“We are tied to the ocean. And when we go back to the sea, whether it is to sail or to watch – we are getting back from whence we came.” ~John F. Kennedy
The open road is a reset button for the mind. A simple road trip can clear the senses, help one take in the scenery from a new vantage point and gain fresh perspective. You merely watch the frustrations, irritations and pain of life disappear in the rear view mirror with each passing mile. As we drove through the mountains of Asheville, I was able to be in the moment if only for a moment. Winter was melting away as the water rushed down the hills and shot off the rocks in tiny waterfall fashion as if dancing for me and shouting- Spring is here! For us wandering spirits, the open road holds promise, possibility and the pursuit of something new. Charleston was our home for a long Easter weekend, and we soaked it in like a bowl of creamy, delicious grits. We met new characters, allowed our taste buds to revel in both savory and sweet, ambled amidst the sea-colored cottages and smiled as we heard the swelling song of the ocean in all her glory. Charleston can boast of a slower pace, a calmer smile and a wealth of historical connections. From the marshy and peaceful beauty of Cypress Gardens to the painted perfection of Rainbow Row, Charlie-town (as my friend Brianne named it), did not disappoint us in the least.
Travel, like music, is a process of changing with a movement of ourselves from one place to another. Perhaps musicians are at times signified as vagabonds, because music and travel clasp hands like the ocean and the shoreline.
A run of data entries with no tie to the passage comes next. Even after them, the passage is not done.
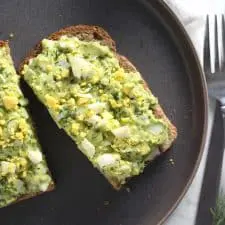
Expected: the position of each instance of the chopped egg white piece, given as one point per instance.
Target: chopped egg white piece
(122, 132)
(81, 67)
(7, 167)
(35, 156)
(88, 148)
(107, 159)
(97, 107)
(156, 128)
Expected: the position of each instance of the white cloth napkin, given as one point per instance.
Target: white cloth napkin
(192, 14)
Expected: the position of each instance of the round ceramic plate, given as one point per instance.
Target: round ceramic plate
(153, 39)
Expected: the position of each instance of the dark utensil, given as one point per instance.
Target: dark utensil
(216, 85)
(154, 40)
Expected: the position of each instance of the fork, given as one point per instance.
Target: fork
(216, 89)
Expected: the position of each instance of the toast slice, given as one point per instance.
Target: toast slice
(99, 98)
(23, 169)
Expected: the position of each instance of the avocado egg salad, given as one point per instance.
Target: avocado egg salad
(23, 170)
(105, 109)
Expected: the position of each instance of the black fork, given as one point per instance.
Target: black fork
(216, 88)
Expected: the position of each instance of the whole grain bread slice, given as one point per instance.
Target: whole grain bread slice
(95, 33)
(51, 185)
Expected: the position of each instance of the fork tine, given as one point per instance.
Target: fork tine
(216, 42)
(206, 60)
(223, 42)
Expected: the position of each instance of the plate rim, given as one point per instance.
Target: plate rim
(205, 100)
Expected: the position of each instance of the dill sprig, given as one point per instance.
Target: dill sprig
(219, 211)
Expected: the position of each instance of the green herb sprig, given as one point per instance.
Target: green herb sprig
(219, 211)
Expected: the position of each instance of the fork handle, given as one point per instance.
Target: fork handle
(212, 175)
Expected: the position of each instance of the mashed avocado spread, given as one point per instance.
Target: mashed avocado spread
(23, 170)
(105, 109)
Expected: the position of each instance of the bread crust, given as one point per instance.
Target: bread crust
(90, 33)
(51, 185)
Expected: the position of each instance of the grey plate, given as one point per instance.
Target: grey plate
(152, 38)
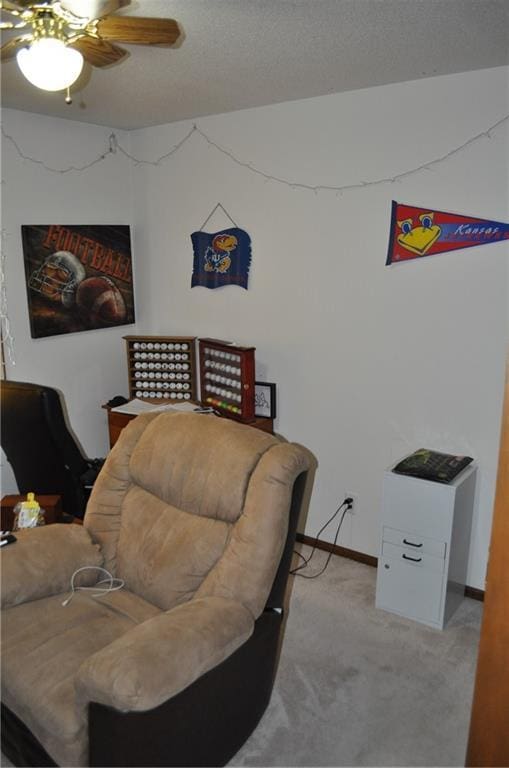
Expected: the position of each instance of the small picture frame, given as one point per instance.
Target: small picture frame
(265, 399)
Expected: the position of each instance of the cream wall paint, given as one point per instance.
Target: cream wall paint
(88, 368)
(371, 362)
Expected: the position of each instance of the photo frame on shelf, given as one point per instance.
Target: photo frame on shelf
(265, 399)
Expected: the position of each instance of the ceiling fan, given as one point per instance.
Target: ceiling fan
(61, 34)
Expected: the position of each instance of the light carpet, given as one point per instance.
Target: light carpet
(358, 686)
(361, 687)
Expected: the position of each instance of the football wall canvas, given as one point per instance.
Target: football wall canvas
(79, 277)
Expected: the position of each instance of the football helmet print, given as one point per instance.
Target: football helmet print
(58, 277)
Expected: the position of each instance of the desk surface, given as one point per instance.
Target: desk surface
(118, 420)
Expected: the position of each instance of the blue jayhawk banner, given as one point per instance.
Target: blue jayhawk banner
(417, 232)
(221, 258)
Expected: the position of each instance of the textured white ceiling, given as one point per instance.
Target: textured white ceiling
(235, 54)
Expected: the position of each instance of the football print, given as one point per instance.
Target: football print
(62, 258)
(100, 302)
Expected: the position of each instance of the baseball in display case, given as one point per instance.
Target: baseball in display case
(227, 378)
(162, 368)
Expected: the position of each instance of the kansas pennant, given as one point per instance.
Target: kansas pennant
(417, 232)
(222, 258)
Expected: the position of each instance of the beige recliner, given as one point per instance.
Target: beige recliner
(192, 512)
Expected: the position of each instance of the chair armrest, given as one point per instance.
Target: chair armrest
(160, 657)
(42, 560)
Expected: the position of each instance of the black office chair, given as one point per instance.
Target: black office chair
(40, 448)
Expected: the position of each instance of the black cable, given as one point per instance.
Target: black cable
(295, 571)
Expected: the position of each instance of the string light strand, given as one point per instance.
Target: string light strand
(114, 146)
(6, 337)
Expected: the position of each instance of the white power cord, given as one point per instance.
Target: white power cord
(114, 584)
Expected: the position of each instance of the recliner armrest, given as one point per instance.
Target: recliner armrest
(42, 561)
(160, 657)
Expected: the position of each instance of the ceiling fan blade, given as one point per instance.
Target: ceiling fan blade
(92, 9)
(12, 46)
(15, 8)
(99, 53)
(139, 30)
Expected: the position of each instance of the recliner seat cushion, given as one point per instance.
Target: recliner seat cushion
(43, 646)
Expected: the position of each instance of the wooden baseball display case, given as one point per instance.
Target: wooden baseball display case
(162, 368)
(227, 378)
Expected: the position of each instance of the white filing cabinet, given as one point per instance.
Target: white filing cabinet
(425, 543)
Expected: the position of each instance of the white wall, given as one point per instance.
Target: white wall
(371, 362)
(88, 368)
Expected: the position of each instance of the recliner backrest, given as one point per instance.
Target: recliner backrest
(37, 443)
(194, 506)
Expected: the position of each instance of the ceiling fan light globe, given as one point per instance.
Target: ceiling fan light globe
(49, 64)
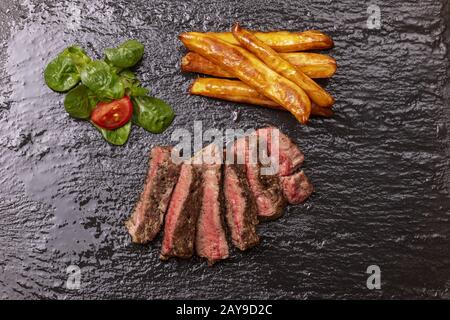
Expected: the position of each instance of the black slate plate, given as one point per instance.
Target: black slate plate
(380, 165)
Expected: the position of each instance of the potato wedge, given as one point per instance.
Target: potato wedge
(285, 41)
(237, 91)
(272, 59)
(314, 65)
(193, 62)
(252, 71)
A longing for freedom and a sense of cutting the strings tied to our wrists by the infringing world of doubters, naysayers and realists. To seek a wealth of experience as opposed to a wealth of money is a noble aim. Charleston, the ocean and the moments of respite from our frantic lives were a welcoming haven for us.
“The sea does not reward those who are too anxious, too greedy, or too impatient. One should lie empty, open, choiceless as a beach – waiting for a gift from the sea.”